Flesh: of things discharged at random, the perfect form, 2013, archival solvent ink on paper, 3 panels, each: 80 x 58.66 inches (203.2 x 149 cm), unique |
The text of the fragment I translated was not that emended by Diels – to include sarma ‘heap’ – and in many of the recent editions of Heraclitus, but that as transmitted by Theophrastus with sarx ‘flesh’, and accepted by Dimitri Gutas, after a series of variations given by others, including Heinrich Gomperz and John McDiarmid:
σάρξ, εἰκῇ κεχυμένων ὁ κάλλιστος κόσμος
(“Flesh: of things discharged at random, the perfect form.”)
As I wrote in my essay ‘Spontaneously Resurrecting Flesh’ in the book that accompanied the exhibition called Flesh and the Cosmos, my decision to translate eikē kechumenōn (“of things discharged at random”) was based on Gomperz’s 1922 interpretation of the fragment as describing the role of sperm in human reproduction as the randomly dispersed origins of a beautifully ordered being (If you visit the exhibition, you will find that the very first image in the first panel shows a happy family, with mother and baby recently discharged from the maternity ward!).
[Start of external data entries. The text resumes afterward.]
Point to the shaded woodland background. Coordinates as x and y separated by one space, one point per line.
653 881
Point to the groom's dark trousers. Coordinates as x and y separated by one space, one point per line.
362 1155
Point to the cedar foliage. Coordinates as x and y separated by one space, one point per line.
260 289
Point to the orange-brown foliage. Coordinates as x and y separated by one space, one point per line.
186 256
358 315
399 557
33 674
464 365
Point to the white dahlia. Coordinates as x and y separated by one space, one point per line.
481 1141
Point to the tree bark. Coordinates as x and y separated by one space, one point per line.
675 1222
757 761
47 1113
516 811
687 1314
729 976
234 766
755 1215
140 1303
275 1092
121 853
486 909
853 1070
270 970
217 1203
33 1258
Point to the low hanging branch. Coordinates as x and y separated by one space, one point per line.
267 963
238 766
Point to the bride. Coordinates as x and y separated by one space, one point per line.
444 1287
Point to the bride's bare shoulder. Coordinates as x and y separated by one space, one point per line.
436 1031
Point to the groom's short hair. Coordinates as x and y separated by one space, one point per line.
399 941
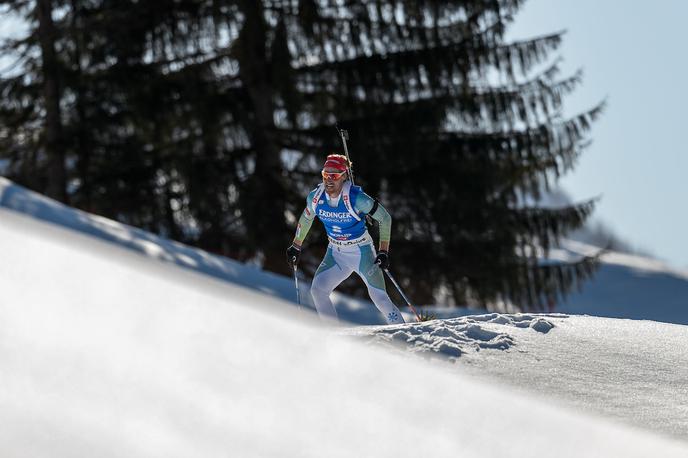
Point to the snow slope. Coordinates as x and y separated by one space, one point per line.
106 352
625 287
15 197
633 371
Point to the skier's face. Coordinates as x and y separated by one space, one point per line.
333 180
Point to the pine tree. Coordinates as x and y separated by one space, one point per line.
208 121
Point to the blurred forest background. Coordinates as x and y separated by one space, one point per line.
207 122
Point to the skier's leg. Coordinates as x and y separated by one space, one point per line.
328 276
375 281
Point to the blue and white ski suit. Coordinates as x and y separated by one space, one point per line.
350 249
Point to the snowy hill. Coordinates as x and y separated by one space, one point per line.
109 352
626 286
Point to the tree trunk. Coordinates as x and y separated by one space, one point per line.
265 198
56 186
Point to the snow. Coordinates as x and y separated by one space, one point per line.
633 371
114 344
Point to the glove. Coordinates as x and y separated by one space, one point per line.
382 260
293 253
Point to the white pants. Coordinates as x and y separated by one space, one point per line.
338 264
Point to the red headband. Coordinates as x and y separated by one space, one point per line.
335 162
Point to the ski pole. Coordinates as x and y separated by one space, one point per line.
389 274
296 282
344 134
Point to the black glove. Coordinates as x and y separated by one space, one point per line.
293 253
382 259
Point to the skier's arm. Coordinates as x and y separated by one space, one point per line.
365 205
305 222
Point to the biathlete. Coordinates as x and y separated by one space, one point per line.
342 208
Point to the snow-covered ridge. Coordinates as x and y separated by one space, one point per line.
455 337
625 287
22 200
109 353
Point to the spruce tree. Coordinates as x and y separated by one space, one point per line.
208 121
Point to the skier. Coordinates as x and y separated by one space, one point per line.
342 208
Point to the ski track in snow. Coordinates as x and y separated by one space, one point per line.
456 337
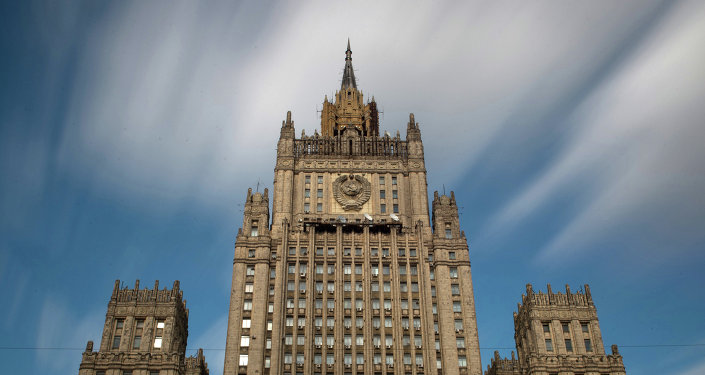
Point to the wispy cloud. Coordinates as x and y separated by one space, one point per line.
161 105
697 369
636 154
59 326
213 340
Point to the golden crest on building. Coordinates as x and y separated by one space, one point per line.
351 191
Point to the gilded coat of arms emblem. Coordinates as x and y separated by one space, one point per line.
351 191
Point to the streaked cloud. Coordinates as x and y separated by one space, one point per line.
636 153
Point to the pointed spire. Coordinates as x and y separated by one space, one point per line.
348 73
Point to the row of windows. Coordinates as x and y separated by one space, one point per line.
247 305
565 328
138 331
569 345
330 269
347 251
307 180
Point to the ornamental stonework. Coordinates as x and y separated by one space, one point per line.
351 191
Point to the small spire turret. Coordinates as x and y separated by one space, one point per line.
348 73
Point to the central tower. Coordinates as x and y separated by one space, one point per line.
351 275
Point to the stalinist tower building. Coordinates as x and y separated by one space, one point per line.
350 273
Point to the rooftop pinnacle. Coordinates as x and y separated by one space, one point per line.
348 74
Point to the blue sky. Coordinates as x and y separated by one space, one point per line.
571 133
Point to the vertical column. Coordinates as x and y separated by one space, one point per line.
472 340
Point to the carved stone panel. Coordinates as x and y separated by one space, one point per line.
351 191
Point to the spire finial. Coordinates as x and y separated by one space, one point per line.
348 73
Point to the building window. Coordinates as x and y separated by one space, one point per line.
462 362
453 272
117 334
139 327
588 345
159 332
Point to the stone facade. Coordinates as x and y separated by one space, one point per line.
145 333
559 334
352 275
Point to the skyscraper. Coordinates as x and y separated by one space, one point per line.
145 333
557 333
352 274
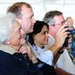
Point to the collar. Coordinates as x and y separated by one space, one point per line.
7 49
51 37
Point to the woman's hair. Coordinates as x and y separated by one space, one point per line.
37 29
6 24
16 8
49 17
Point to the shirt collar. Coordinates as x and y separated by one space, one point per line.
7 49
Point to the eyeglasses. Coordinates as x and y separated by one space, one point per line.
62 23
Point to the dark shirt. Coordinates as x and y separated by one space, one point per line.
16 65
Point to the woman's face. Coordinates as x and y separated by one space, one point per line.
16 35
41 38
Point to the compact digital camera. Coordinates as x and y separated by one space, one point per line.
72 45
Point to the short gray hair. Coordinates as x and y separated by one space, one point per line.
6 24
49 17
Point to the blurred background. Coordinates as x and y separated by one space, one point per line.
40 7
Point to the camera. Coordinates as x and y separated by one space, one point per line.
72 45
66 40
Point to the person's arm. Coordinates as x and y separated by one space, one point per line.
59 40
62 72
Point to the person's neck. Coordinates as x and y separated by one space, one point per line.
39 45
15 47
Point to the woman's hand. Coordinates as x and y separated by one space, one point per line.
25 49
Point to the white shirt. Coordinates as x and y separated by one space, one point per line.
64 62
43 54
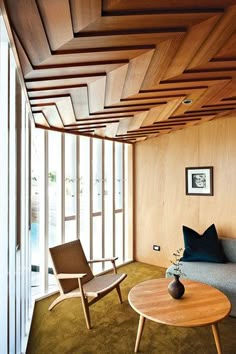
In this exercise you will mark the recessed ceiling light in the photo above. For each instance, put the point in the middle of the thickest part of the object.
(187, 101)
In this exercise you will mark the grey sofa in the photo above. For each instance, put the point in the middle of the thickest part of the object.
(220, 275)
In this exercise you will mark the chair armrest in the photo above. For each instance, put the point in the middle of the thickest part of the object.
(70, 276)
(112, 259)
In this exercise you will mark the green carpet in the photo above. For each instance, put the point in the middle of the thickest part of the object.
(63, 330)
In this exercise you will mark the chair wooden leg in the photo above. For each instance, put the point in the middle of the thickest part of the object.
(119, 293)
(86, 311)
(56, 301)
(85, 305)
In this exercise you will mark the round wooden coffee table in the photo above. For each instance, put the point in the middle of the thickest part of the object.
(201, 305)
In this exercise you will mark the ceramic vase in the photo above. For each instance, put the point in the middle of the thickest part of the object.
(176, 288)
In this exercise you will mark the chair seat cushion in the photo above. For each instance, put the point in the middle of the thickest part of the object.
(102, 283)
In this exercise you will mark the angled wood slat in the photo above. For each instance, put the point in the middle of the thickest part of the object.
(96, 93)
(224, 29)
(136, 73)
(121, 70)
(84, 12)
(161, 59)
(53, 116)
(31, 31)
(190, 45)
(151, 5)
(114, 85)
(59, 27)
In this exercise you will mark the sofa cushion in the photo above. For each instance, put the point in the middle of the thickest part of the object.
(229, 247)
(202, 248)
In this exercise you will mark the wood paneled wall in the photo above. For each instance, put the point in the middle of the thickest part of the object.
(161, 205)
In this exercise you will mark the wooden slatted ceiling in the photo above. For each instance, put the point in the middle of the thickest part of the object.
(121, 69)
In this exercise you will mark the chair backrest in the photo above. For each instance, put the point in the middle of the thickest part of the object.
(70, 258)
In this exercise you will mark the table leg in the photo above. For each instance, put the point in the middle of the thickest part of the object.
(216, 335)
(139, 332)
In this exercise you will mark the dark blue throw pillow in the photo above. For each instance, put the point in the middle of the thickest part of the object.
(202, 248)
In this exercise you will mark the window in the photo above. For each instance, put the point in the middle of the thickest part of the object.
(84, 199)
(14, 217)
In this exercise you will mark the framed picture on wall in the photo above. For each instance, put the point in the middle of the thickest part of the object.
(199, 180)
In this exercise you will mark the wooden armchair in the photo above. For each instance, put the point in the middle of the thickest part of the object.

In addition, I wanted to emphasize the idea of ‘flesh’ as evoking not only living, but inanimate matter – the corpse – in choosing a word that would also contain some idea of death and destruction. I felt that ‘discharge’ would generate images of automatic weapons and their sprays of bullets. (Here I was also thinking of the pun at Heraclitus DK B48 – ‘The name of the bow (bios) is life (bios), but its work is death”).
However, what I did not explicitly comment on in my essay was my mistranslation of ho kallistos kosmos as ‘the perfect form’ and not ‘the most beautiful universe’. How did I get from the superlative of beauty to perfection and from the universe to form? These mistranslations are related to one another and are part of my interpretation of the Theophrastus passage in which these Heraclitean words were originally quoted, as argued in my essay. In his discussion of Heraclitus as a materialist who claimed that a determinate universe was generated out of indeterminate principles, Theophrastus inserts a formalist rephrasing of Heraclitus’ words, transforming his idea of ‘random discharge’ (eikē kechumenōn), with the phrase automatōs ginomenōn (“of things coming into being spontaneously”). It is specifically this distinction between random and spontaneous generation that I transposed into ‘perfect form’. As a translator, I wanted to mirror how Theophratus sowed a formalist seed into his materialist’s text, making ‘the most beautiful universe’ into the ‘perfect form’.